Relationship is about value. You need to understand that the people you relate with has certain values and you respect these values in them because this is what makes them unique. In your relationship you need to value the unique aspect of each individual. Can you imagine how boring life would be if we were all the same? You need to treat everybody with respect. Accept people where they are. Allow them to make their own choices in life. Remember you can’t change anyone but yourself so concentrate on being the best person and the best friend you can be – and you’ll have no problem establishing and retaining real long lasting relationships.

For you to have a good or healthy relationship with anyone you need to understand the human behavioural pattern. In life we are all meant to be human resource managers because we deal with people on a daily bases. Basic people skill is about being nice, friendly and interesting. In life people have so much they can offer you and until you relate with them you will never find out. It is important for you to value people and not to write them off in the first instance.
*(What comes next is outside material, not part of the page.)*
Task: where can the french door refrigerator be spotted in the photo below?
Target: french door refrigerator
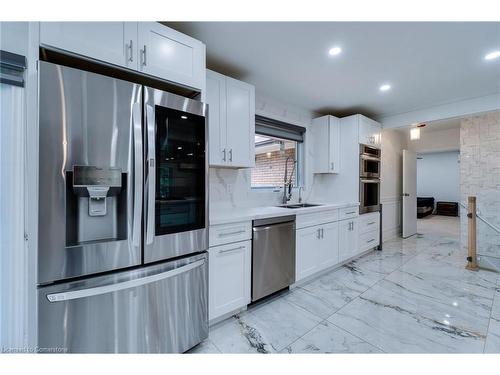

The reason most people fail to understand human behaviour correctly is that they look at their behaviour without taking other variables into consideration. When trying to understand human behaviour don’t ever examine a single item without examining all the items in the system. The biggest danger we have is the misconception of first impression. Your first impression of someone can really be a misconception. You are only seeing one aspect of their life that could not be theirs because you don’t know at the time what they are going through.

One of the things that make life so fulfilling, is the people we encounter and build relationships with along the way. Any sort of relationship, from a simple chat with our daily mail carrier – to the first meeting of our future spouse, can give us either a moment or a lifetime of happiness. Having the right people in our lives is healthy but there are some relationships that are not and we need to cut these kinds of people out of our lives. The problem is that many people are unaware of their ability to cut these people out of their lives. It’s easy to get comfortable, develop attachments, and really not see the damage that their negativity is doing to your life. The wrong people will make you question what you, yourself, are capable of. It’s important to realize the weight they can put on your shoulders, and that these feelings are not coming from within.

The right people will motivate you to become the absolute best version of yourself, without changing who you really are…just by being around you. The right people will be pursuing their own dreams and therefore believe it is possible – so they will encourage you to follow your own; even if they don’t have to say anything to do it. The right people will be standing next to you not only on the sunny days, but also on the rainy days. In fact, they’ll be the ones holding the umbrella over you. Your ability to create the most positive, powerful legacy possible will have much to do with the people you chose to surround yourself with on a daily basis. Choose wisely.